- Born: Sultana Wahnón Bensusan 8 May 1960 (age 66) Melilla, Spain
- Education: University of Granada
- Occupations: Academic, writer
- Employer: University of Granada
- Organization: Academia de Buenas Letras de Granada [es]

= Sultana Wahnón =

Spanish essayist and literary critic

Sultana Wahnón Bensusan (born 8 May 1960) is a Spanish essayist and literary critic, a professor at the University of Granada specializing in literary theory and comparative literature.

==Academic activity==
Sultana Wahnón graduated in Spanish Philology in 1982, with a licentiate in the poetry of the National Literature Prize winner Miguel Fernández, a Melillan author to whom she has dedicated two books. Her doctoral thesis, defended in 1987 and published by Rodopi in 1998, consists of a description of the Spanish fascist aesthetic system and the analysis of its progressive dissolution in postwar literary criticism. Specializing in literary theory, she has written books such as Introducción a la historia de las teorías literarias (1991) and Teoría de la literatura y de la interpretación literaria (2008).
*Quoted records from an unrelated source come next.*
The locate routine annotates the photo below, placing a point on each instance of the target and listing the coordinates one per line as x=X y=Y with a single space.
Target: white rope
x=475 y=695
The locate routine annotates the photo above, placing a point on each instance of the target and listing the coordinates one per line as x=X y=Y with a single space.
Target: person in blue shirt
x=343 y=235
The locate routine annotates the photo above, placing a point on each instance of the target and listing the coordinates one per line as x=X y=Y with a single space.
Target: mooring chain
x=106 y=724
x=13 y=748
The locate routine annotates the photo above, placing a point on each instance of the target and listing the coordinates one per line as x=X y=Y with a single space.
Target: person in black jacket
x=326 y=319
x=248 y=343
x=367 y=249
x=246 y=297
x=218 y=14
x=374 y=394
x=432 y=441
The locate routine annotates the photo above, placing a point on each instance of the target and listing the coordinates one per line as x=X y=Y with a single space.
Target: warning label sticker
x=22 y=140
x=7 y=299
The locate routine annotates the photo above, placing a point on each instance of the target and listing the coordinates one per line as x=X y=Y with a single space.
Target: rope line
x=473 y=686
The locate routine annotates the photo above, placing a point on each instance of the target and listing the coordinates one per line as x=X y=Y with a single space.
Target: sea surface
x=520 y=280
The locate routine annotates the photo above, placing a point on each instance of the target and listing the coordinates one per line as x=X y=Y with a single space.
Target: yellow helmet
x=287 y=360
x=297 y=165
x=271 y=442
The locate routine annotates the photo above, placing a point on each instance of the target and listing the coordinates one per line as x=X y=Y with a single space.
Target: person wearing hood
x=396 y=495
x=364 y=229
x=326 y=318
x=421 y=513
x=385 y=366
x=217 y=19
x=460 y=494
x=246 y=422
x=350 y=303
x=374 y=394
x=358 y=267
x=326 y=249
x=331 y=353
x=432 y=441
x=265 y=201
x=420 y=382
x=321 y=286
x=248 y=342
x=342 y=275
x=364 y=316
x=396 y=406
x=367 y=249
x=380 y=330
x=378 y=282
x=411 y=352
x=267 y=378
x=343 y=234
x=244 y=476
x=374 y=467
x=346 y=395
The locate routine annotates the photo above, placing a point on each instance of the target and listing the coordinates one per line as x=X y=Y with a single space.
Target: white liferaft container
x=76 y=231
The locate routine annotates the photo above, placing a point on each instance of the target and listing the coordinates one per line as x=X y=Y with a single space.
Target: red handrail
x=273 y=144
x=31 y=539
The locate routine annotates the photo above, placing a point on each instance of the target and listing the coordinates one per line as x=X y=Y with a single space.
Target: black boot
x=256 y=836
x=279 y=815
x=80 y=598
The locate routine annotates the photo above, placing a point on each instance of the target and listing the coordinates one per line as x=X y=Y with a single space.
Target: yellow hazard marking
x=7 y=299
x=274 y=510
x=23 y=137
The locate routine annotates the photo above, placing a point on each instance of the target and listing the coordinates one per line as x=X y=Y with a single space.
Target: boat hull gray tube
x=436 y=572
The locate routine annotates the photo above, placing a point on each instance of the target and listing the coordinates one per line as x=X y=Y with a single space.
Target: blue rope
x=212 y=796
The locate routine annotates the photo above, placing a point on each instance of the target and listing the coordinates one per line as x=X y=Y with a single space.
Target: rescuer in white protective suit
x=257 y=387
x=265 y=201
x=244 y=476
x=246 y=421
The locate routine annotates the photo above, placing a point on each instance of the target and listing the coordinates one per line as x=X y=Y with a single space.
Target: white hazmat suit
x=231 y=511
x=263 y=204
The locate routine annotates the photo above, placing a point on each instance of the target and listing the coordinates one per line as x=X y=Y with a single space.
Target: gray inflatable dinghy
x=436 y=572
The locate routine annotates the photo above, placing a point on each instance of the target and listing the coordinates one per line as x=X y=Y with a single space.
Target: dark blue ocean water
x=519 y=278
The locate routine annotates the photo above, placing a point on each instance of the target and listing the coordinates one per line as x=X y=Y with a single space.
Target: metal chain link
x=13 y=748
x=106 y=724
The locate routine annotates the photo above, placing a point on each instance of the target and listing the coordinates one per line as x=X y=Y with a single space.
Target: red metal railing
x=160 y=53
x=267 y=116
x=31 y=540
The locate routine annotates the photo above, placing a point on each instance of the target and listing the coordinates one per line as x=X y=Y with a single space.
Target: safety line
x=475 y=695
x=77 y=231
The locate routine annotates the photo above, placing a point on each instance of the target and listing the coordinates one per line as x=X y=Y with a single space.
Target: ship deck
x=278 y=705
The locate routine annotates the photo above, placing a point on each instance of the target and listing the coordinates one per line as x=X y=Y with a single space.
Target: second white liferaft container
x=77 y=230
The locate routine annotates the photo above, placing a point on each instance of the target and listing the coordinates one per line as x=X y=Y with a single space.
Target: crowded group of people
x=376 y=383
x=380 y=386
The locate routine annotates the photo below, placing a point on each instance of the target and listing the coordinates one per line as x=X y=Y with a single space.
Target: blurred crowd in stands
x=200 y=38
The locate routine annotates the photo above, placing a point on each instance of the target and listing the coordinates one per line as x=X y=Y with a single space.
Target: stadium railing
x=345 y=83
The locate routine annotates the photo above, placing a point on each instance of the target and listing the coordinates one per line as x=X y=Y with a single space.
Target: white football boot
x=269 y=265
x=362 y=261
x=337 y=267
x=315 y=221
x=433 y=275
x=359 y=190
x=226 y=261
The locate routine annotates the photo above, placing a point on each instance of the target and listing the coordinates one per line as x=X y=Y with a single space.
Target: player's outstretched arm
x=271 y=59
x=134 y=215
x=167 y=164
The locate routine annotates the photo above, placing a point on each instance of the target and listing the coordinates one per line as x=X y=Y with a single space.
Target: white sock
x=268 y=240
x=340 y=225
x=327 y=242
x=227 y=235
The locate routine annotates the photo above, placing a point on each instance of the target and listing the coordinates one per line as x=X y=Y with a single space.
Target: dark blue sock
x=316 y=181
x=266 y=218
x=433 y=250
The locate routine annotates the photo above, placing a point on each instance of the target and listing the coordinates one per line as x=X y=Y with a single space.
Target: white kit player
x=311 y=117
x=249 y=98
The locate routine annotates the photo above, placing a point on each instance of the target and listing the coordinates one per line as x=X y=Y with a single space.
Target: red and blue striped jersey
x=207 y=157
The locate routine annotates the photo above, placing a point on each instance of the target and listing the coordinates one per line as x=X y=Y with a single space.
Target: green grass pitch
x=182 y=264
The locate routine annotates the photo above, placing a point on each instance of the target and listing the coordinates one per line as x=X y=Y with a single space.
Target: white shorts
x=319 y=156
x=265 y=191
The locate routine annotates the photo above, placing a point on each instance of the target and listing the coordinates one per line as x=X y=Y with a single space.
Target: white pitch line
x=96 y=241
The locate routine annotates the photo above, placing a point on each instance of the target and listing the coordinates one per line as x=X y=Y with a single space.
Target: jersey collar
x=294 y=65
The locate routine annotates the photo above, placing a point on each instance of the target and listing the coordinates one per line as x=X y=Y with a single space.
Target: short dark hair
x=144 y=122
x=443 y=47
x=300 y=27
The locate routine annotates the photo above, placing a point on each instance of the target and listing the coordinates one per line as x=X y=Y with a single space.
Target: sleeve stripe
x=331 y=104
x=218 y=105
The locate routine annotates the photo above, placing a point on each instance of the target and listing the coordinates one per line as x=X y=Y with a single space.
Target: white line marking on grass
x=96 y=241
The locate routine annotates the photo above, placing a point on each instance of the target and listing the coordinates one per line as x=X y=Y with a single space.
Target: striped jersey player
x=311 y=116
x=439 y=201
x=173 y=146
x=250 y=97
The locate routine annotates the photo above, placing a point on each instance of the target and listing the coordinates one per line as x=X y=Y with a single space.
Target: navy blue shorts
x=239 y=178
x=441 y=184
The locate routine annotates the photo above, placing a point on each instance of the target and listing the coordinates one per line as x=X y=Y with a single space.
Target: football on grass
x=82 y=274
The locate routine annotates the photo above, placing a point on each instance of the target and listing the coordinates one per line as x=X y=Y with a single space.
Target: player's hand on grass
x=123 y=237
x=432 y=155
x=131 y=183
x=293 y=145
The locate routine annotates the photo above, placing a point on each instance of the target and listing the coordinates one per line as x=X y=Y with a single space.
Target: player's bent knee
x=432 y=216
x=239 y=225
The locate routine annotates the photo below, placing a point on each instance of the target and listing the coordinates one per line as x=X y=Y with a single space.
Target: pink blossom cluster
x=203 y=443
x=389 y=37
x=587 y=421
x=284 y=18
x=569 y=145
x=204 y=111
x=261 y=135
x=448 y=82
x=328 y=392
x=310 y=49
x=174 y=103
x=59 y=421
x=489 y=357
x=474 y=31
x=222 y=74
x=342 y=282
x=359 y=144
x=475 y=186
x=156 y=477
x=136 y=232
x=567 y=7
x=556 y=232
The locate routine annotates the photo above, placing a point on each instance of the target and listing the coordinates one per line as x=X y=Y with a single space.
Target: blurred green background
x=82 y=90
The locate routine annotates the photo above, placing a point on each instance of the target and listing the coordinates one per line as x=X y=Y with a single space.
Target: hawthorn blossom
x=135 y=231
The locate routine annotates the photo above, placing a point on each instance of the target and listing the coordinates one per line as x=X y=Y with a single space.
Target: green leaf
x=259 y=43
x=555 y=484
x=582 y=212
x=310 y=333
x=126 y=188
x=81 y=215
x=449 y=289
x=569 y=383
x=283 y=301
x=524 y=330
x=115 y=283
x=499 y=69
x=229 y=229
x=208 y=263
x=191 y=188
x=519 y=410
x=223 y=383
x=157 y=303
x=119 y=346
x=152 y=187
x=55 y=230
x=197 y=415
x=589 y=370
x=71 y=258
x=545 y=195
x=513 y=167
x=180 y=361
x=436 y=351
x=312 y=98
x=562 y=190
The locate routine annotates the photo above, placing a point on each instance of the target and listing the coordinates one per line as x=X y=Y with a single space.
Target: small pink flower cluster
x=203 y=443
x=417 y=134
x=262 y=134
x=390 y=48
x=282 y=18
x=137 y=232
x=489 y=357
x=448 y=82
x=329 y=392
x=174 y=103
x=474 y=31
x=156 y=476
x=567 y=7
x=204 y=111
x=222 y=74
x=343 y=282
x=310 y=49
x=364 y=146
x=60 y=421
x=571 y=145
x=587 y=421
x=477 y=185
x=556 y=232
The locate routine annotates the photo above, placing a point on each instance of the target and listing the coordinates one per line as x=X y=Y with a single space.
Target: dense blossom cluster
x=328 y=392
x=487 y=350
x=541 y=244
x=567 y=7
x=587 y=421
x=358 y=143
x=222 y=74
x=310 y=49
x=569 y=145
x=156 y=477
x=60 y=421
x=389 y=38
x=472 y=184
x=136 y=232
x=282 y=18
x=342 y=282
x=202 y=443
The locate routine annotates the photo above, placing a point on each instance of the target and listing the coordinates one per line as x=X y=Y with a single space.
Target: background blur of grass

In 1995 she began a line of research on the theater of García Lorca, a subject on which she continues to work today. In 1995 her book Lenguaje y literatura was released, in which she talks with the main representatives of the linguistic turn and hermeneutic skepticism. In 2000 she presented her hypothesis on the innocence of Josef K. in The Trial, which she developed extensively in the book Kafka y la tragedia judía (2003). The hermeneutic discussion contained in this book is continued in more recent publications such as El problema de la interpretación literaria. Fuentes y bases teóricas para una hermenéutica constructiva (2009) and Perspectivas actuales de hermenéutica literaria. Para otra ética de la interpretación (2014).

In 1992 Wahnón entered the field of Cultural and Jewish Studies with a work on the Hebrew poetics of Moses ibn Ezra, and another on the role of the Wandering Jew in One Hundred Years of Solitude. Beginning in 1995, within the framework of the research project Philosophy After the Holocaust, she began a line of research on thought and literature of the Shoah, for which she authored papers on Hannah Arendt and Elias Canetti, and the monograph that she coordinated with Reyes Mate for the journal Anthropos. Her most recent work in this line, from 2010, deals with the images of the Holocaust in post-war Spanish poetry. In this same period she participated in debates on anti-Zionism and antisemitism.

From 2006 to 2007 she contributed to the national newspaper ABC with a series of articles on the Palestinian-Israeli conflict. In recent years she has continued to develop this critical activity in some articles on the current university model. In 2014 she published En fuga irrevocable. Un ensayo de crítica de la cultura, which deals with textual proliferation in the cultural and university spheres.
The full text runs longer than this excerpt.